Sort of. I wrote a few weeks back that “my own personal demons don’t stay riled up about grad school like they used to. I’m working on keeping my eyes forward.” When I’ve hit lows the last few months, they’ve been valleys, not abysses. It’s harder for the little things to wake up the whole mess of I’ve-wasted-my-life-and-my-future-is-useless than it used to be. None of that means my happiness is complete, or that I’m comfortable, or that I don’t still hear Paul Westerberg keening “Unsatisfied” in the back of my head on a weekly basis. I don’t always get enough sleep, which exacerbates problems.

My happiness is more brittle than I’d prefer. You know what? That’s a non-problem. If it slides back toward depression, that is a problem. Not now, though. Grad school encourages us to make peace with being miserable, a kind of paradoxical masochistic Schadenfreude. The loneliness of the adjunct makes it worse. That doesn’t mean quitting the academy is a free pass to rainbows and unicorns. Mental gymnastics to sell ourselves on our own happiness aren’t any more worthwhile just because we’ve left the system that encourages them.

In, out, or in-between, academia inspires a weird self-absorption. At its best, this enables useful introspection. At its worst, well…one can find himself turning the question of intake fan vs. clogged radiator into something existential. It’s just a car, dude, not a referendum on your success as a human being. Perspective has to come back in one way or another. Having nonacademic friends helps. Having kids helps (sometimes—my seven-year-old has turned bedtime literally into a brawl lately).
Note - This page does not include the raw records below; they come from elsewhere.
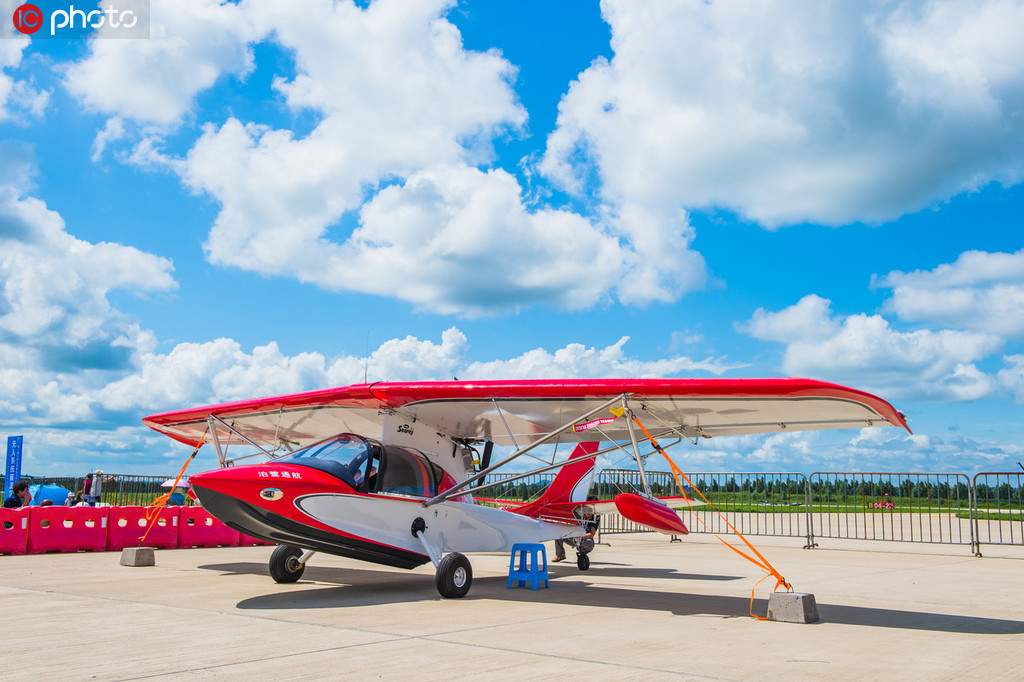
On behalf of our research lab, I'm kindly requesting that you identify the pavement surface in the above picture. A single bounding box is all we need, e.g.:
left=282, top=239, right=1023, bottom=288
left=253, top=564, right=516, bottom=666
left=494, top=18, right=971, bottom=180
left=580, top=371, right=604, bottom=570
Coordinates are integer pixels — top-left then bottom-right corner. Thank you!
left=0, top=535, right=1024, bottom=680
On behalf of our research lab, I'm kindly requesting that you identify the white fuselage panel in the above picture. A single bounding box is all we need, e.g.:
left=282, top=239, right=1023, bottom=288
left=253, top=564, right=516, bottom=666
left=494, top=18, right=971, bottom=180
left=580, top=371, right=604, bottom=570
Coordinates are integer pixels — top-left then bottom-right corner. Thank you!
left=295, top=494, right=584, bottom=553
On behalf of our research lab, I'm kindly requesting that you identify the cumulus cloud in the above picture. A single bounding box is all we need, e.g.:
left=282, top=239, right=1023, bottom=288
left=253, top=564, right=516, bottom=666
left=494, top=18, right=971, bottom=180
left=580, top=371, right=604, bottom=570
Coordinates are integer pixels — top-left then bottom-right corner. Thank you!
left=460, top=336, right=744, bottom=379
left=874, top=249, right=1024, bottom=338
left=0, top=14, right=49, bottom=122
left=66, top=0, right=707, bottom=316
left=541, top=0, right=1024, bottom=226
left=997, top=354, right=1024, bottom=404
left=63, top=0, right=256, bottom=126
left=741, top=295, right=1001, bottom=400
left=0, top=144, right=177, bottom=424
left=0, top=152, right=177, bottom=349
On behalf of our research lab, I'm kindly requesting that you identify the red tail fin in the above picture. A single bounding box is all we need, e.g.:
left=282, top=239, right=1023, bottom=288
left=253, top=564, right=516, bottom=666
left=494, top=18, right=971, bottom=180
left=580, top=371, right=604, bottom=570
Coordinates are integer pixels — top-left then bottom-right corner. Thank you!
left=514, top=440, right=600, bottom=518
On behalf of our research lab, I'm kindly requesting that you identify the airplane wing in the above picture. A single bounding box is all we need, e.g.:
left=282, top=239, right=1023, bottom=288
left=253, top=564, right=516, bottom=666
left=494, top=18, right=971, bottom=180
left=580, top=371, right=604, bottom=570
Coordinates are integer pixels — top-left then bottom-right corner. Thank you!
left=142, top=379, right=909, bottom=449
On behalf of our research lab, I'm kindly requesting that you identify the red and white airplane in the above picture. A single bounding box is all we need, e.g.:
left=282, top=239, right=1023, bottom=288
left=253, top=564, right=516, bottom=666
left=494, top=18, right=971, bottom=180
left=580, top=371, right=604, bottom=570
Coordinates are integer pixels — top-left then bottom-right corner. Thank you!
left=143, top=379, right=907, bottom=597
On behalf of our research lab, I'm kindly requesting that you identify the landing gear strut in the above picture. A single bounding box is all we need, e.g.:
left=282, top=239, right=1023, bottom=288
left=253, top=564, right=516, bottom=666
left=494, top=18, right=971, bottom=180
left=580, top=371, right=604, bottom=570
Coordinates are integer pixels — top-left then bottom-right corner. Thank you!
left=435, top=552, right=473, bottom=599
left=411, top=518, right=473, bottom=599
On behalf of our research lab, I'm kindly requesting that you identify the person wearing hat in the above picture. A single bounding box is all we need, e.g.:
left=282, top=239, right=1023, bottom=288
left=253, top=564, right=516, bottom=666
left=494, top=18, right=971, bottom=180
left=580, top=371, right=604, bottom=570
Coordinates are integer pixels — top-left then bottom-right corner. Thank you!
left=3, top=480, right=32, bottom=509
left=82, top=469, right=114, bottom=507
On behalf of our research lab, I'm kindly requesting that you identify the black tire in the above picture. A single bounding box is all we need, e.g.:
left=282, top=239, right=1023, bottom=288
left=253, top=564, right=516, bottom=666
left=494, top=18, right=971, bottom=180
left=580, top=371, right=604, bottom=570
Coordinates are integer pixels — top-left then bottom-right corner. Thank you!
left=270, top=545, right=306, bottom=583
left=435, top=552, right=473, bottom=599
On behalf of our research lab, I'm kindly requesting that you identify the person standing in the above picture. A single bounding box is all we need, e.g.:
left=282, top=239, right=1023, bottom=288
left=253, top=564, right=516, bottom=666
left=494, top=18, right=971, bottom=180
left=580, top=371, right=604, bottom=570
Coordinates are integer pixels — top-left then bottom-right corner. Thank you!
left=85, top=469, right=114, bottom=507
left=3, top=480, right=32, bottom=509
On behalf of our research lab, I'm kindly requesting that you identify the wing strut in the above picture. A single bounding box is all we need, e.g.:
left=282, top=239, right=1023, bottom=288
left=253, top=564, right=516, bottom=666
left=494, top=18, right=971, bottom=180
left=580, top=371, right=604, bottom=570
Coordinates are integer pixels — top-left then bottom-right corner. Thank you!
left=442, top=429, right=675, bottom=500
left=423, top=393, right=629, bottom=507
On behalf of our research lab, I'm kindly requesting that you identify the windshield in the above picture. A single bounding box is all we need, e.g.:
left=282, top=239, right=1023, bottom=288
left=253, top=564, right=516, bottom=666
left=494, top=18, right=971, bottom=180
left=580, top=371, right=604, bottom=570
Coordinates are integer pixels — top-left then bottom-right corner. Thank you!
left=278, top=433, right=376, bottom=488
Sometimes, perspective comes when life smacks you upside the head with something real. After a few days off, I am back at the middle school where I spent six weeks. Yesterday, I was there as one of four extra subs called in as reinforcements after the unexpected death of one of the school’s math teachers. The teacher was 29, in his first year of teaching, and had many layers of connection with the school. He’d been a student there. His mother taught history there for decades. He’d been part of both sixth and eighth grade classrooms this year. Staff and students were wrecked. It was my job to help fill in the gaps as teachers and students helped each other get through the day, whether that meant covering a classroom or escorting students to the crisis center in the library. After most of two months, I know these students. I know many of the teachers (although I knew the deceased only in passing). It hurt to see them suffer, to see one of my class clowns come into the library barely able to finish a sentence.

I ended the school day standing next to the makeshift memorial set up in the courtyard. Students added notes and cards to the ones already piled on it. (They avoided covering up the neck ties.) Many of them took pictures with their phones. One student, trailing the end-of-day exodus, sketched a sincere but embarrassed bow as she dashed to catch her bus.

When the building was clear, I signed out, got in the car, and drove home. When I got there, I didn’t quite collapse, but it was close. I was empty, drained by the day. I cried some. I made my kids give me hugs and explained what had happened to my son. He immediately wanted to make a card for the teacher’s family. I thought about what I could do, what it meant to be a teacher…what death meant to a 13-year-old. I thought about happiness and about grief and ephemerality. I was reminded that death is one of those things even poetry fails to touch.

Later that night, I discovered the kids had knocked our iPad to the floor and stepped on it, cracking the screen. It didn’t worry me.